State Health Department to award suicide-prevention program grants

Mike Zacharias

The Minnesota Department of Health will award $950,000 in grants to community organizations and coalitions to learn more about preventing suicide – the second- leading cause of death for 10- to 34-year-olds in Minnesota.

“Suicide is a serious public health problem not only in Minnesota but in the nation as well,” said John Stieger, MDH communications manager. “It’s an issue a lot of people aren’t comfortable talking about, but it is something we should be concerned with.”

The $50,000 to $100,000 grants will be awarded to school districts, health care organizations, nonprofit health and human service organizations, units of government and other agencies.

The department is currently accepting applications until Nov. 2 for two-year suicide prevention proposals.

The organizations must demonstrate experience or expertise in areas of suicide prevention, mental health, health promotion and early intervention factors to reduce the risk of suicide.

Stieger said the department will focus on preventive measures for two demographics: youth and the elderly. People 65 and older have the highest suicide rate in Minnesota.

“The desired effect of these programs would be to improve overall mental health but also focus on those areas,” Stieger said.

Seventy-five thousand dollars of the MDH grant is earmarked for evaluating programs that apply for funding.

Although no groups have applied yet, Stieger said, “there are a lot of organizations interested in the issue.”

Suicide is a problem the University has been forced to deal with as well.

“In the six years I have been here, we’ve had suicides every year,” said Edward Ehlinger, director of Boynton Health Service. “It’s always a traumatic thing, and people always wonder what we can do to prevent it.”

Ehlinger said Boynton works to identify problems before suicides occur.
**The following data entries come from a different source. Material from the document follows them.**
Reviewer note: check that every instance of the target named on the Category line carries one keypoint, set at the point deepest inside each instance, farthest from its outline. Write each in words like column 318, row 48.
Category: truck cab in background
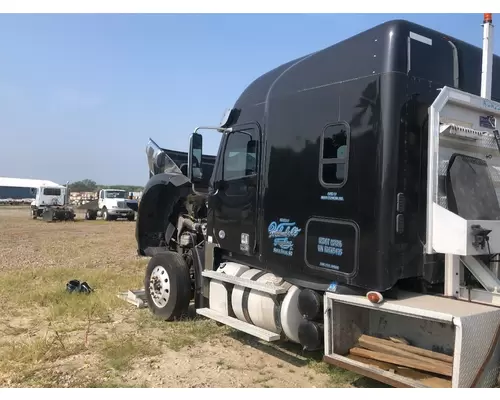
column 51, row 203
column 111, row 204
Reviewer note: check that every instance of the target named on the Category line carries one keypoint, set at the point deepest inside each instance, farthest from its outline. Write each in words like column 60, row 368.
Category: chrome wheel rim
column 159, row 286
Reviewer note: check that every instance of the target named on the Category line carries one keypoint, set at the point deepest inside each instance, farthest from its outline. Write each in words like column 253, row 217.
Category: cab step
column 253, row 330
column 262, row 287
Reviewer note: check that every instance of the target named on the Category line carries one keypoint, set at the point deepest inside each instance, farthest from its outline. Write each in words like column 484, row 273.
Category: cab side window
column 334, row 154
column 240, row 156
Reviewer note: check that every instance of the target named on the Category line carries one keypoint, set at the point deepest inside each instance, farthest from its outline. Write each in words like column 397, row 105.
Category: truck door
column 234, row 202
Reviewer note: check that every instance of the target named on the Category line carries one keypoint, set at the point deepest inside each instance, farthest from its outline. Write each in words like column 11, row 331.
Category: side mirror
column 195, row 173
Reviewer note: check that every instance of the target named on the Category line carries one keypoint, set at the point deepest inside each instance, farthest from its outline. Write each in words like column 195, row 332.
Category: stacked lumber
column 398, row 356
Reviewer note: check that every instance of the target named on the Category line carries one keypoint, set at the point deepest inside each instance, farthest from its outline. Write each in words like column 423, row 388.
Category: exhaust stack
column 487, row 68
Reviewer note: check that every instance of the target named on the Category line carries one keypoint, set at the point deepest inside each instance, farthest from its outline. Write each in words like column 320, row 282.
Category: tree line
column 88, row 185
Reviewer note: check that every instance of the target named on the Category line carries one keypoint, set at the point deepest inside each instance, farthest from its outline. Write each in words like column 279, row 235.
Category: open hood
column 162, row 161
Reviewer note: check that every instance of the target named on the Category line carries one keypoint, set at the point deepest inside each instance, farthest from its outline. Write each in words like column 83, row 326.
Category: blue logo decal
column 332, row 287
column 283, row 232
column 332, row 196
column 490, row 104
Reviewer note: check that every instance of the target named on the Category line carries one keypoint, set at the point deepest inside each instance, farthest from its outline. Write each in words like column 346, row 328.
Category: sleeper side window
column 334, row 154
column 240, row 156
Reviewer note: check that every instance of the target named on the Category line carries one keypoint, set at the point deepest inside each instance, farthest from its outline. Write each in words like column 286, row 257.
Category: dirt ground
column 50, row 338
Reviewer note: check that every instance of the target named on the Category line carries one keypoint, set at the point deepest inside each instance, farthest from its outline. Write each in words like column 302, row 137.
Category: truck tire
column 168, row 286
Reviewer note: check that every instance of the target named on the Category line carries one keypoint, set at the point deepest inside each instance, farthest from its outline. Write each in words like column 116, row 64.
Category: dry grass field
column 50, row 338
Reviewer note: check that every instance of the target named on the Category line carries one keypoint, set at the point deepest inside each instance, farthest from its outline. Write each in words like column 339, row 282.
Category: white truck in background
column 111, row 204
column 51, row 204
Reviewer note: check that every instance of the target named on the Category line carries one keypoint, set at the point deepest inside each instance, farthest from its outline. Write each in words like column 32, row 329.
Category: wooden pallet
column 431, row 368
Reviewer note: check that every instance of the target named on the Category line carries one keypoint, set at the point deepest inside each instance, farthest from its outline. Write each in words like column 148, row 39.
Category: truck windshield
column 115, row 194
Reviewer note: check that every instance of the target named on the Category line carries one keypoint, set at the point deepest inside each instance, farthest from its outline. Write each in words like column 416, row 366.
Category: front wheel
column 168, row 286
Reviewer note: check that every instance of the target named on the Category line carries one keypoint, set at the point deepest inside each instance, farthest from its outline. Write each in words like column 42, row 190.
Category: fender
column 160, row 196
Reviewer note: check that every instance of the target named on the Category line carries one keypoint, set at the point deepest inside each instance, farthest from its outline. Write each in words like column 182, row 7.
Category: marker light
column 374, row 297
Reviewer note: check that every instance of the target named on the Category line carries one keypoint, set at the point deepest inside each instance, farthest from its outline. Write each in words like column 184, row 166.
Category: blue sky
column 81, row 94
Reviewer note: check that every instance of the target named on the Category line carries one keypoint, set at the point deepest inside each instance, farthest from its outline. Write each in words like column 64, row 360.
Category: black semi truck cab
column 320, row 188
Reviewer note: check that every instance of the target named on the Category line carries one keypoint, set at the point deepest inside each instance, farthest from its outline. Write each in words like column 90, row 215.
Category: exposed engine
column 191, row 223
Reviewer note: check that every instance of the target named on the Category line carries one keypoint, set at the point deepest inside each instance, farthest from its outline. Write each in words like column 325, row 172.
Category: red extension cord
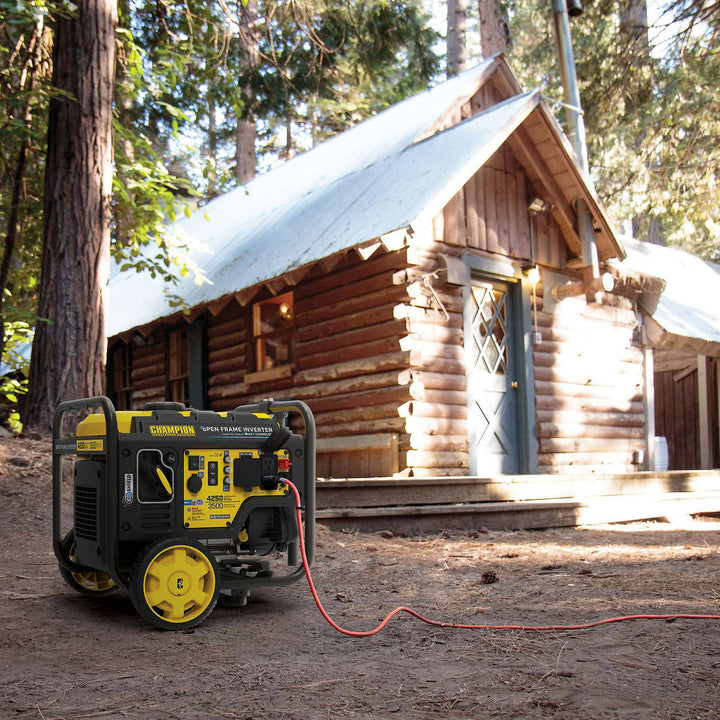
column 437, row 623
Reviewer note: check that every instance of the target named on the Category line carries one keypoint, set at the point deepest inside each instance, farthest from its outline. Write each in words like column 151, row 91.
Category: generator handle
column 111, row 462
column 279, row 406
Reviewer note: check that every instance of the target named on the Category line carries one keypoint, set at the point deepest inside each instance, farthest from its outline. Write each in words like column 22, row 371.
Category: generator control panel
column 219, row 480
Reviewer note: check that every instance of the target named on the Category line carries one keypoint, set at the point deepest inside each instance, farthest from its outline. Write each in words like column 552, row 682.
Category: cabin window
column 491, row 328
column 121, row 376
column 178, row 365
column 273, row 324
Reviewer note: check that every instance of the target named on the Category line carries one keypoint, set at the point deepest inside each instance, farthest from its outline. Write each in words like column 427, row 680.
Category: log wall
column 589, row 386
column 149, row 373
column 350, row 365
column 588, row 373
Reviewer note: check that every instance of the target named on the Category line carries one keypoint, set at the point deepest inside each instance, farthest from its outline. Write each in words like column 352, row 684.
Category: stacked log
column 589, row 387
column 227, row 355
column 148, row 371
column 349, row 365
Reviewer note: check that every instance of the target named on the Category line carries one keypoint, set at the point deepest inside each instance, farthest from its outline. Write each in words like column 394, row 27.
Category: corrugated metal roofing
column 690, row 304
column 355, row 187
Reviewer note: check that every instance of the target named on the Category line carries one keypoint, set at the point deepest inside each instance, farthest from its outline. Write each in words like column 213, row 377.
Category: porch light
column 538, row 206
column 532, row 273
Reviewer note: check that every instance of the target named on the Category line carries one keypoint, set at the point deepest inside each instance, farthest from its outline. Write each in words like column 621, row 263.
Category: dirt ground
column 66, row 656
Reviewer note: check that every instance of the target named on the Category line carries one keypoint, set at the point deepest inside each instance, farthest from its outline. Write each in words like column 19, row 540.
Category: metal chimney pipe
column 576, row 132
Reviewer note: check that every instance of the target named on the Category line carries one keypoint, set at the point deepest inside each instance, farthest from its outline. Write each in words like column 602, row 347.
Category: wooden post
column 717, row 382
column 649, row 372
column 704, row 413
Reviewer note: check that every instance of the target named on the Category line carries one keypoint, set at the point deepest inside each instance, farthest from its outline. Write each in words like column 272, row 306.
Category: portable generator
column 182, row 507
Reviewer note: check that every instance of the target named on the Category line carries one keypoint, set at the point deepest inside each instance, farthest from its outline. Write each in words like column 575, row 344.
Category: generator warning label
column 128, row 493
column 94, row 445
column 172, row 430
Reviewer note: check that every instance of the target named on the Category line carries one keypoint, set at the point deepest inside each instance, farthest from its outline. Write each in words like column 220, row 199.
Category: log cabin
column 418, row 281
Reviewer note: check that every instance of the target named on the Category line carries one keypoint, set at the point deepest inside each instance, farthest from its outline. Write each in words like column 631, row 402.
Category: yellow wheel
column 174, row 584
column 93, row 582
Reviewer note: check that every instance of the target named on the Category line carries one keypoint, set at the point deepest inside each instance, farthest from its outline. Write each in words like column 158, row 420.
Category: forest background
column 205, row 93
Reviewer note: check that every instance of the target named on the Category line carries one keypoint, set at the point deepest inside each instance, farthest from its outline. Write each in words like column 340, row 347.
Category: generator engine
column 182, row 507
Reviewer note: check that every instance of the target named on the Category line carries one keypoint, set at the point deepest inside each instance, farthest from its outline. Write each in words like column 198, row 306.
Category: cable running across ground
column 463, row 626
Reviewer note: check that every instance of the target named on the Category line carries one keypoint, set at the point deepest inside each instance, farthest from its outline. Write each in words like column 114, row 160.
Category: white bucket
column 662, row 457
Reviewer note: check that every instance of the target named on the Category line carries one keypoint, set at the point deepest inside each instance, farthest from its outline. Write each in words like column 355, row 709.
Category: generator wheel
column 174, row 584
column 94, row 582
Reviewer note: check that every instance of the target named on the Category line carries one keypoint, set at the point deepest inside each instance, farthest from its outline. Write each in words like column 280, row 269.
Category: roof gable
column 384, row 175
“We deal a lot with depression, so we try to do a lot of stress-reduction activities on campus,” said Ehlinger. “We try to identify students who are depressed and intervene that way.”

Ehlinger said Boynton offers a variety of services to combat depression.
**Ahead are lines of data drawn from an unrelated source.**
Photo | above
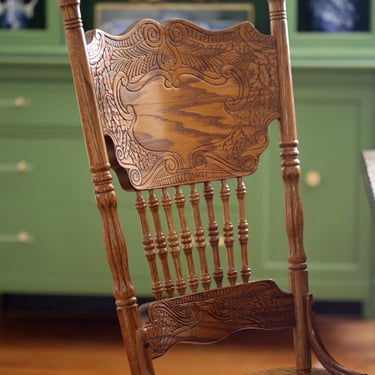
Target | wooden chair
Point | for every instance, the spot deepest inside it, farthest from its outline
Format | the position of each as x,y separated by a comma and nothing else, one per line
175,110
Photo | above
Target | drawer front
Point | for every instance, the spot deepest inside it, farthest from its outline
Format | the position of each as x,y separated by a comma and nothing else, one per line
30,104
50,236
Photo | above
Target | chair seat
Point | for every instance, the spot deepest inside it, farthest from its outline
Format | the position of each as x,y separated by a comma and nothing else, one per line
288,371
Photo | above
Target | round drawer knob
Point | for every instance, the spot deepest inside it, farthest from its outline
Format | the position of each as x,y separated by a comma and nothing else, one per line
21,166
19,102
313,179
23,237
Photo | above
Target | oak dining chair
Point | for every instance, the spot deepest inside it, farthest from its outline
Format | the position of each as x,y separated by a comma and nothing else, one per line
181,115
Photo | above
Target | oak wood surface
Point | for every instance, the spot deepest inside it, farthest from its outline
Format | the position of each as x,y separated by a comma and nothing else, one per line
51,343
173,109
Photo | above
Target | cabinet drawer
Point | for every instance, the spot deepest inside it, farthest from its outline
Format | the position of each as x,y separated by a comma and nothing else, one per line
50,236
30,104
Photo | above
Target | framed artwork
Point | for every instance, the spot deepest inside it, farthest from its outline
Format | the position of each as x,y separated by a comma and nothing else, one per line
114,18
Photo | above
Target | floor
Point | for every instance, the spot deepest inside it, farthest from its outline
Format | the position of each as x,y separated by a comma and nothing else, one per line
40,343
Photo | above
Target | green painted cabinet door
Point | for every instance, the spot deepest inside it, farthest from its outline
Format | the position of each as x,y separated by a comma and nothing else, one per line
334,116
50,232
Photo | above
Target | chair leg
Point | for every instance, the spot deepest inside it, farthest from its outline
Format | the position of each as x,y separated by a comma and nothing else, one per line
317,345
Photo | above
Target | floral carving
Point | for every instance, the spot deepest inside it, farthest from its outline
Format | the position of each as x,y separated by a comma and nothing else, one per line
179,62
212,315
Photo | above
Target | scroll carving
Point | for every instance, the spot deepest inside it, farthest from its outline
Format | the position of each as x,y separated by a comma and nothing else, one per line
151,81
211,315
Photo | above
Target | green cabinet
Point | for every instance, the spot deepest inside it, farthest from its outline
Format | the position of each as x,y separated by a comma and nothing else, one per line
335,120
50,235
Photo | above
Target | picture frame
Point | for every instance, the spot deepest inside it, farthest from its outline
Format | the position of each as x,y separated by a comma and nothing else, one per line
114,18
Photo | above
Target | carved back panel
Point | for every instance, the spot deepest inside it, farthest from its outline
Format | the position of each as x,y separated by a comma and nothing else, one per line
176,110
182,104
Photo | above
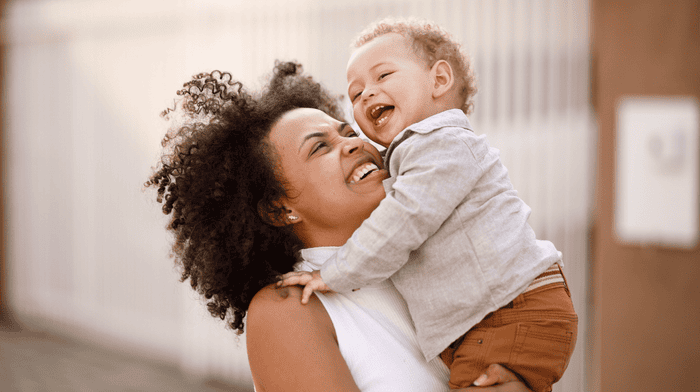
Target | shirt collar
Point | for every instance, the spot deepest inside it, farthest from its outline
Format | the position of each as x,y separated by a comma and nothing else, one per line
313,258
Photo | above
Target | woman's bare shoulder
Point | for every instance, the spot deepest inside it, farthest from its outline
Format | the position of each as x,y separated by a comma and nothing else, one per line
281,307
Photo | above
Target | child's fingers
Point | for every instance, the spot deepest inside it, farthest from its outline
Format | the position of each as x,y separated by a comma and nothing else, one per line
291,280
306,294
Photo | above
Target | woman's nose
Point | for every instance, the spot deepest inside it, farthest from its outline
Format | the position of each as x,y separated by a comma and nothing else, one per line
353,145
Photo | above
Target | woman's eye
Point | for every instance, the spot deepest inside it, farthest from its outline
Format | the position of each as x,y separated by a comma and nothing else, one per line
317,147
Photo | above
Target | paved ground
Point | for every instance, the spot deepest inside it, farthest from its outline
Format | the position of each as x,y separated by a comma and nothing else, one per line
36,361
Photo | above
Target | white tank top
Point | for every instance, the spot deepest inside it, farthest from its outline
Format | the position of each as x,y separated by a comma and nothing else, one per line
376,336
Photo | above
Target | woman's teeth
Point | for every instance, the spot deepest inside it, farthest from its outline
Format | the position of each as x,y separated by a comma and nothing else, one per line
362,171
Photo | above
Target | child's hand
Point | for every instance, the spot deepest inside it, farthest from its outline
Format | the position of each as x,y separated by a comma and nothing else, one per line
497,379
311,280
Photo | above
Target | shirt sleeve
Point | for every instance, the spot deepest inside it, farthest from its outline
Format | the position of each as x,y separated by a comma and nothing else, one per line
434,173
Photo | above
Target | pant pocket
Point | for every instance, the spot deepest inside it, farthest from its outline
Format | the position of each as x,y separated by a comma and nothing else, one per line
541,353
469,358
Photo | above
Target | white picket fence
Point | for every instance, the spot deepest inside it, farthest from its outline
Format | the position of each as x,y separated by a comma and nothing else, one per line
85,82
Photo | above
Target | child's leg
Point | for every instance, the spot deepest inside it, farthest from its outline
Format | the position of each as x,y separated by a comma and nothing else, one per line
534,336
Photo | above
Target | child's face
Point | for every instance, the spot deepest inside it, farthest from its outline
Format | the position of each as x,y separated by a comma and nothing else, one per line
390,87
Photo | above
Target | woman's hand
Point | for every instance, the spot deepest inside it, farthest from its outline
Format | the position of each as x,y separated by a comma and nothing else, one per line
310,280
497,379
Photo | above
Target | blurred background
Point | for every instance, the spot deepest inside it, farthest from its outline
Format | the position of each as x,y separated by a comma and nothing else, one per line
90,299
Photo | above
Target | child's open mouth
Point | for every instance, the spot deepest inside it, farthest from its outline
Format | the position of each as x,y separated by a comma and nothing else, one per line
379,114
362,171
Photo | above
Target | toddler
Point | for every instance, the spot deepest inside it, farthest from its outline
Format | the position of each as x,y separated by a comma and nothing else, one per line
451,233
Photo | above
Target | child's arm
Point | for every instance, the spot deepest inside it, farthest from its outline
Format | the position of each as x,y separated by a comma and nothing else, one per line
434,174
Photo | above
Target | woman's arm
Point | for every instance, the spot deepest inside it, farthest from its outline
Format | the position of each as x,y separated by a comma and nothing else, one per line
293,347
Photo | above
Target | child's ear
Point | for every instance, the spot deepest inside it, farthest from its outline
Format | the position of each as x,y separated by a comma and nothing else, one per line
270,214
443,78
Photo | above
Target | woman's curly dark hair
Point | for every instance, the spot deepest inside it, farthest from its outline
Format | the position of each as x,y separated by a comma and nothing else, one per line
218,172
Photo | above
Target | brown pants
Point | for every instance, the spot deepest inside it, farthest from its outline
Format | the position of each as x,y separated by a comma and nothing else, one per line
533,336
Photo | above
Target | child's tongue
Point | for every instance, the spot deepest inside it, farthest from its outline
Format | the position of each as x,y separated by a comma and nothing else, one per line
384,115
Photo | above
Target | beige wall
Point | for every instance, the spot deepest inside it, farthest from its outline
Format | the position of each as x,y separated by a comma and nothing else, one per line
646,299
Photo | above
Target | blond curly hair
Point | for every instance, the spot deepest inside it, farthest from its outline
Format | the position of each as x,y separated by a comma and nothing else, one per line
431,43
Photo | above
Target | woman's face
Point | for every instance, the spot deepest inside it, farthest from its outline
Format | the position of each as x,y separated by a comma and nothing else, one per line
334,178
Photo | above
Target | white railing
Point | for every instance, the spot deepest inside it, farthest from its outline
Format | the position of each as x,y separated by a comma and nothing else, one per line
85,82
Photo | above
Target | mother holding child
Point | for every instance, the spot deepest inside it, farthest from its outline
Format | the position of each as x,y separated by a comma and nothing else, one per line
260,185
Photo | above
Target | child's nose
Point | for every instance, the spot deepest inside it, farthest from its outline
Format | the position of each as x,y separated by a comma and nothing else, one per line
352,145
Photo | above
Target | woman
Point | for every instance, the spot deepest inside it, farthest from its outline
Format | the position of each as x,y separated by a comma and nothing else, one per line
259,185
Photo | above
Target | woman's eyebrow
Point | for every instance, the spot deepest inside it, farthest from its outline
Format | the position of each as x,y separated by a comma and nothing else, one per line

“The mental health clinic, as well as (University Counseling and Consulting Services) deal with folks who are depressed,” Ehlinger said. “Because (untreated depression) is probably the leading cause of suicide.”

Boynton also provides services after a suicide has occurred.

“If a suicide occurs on campus, we do a lot of counseling around that with folks who are involved with that student,” said Ehlinger.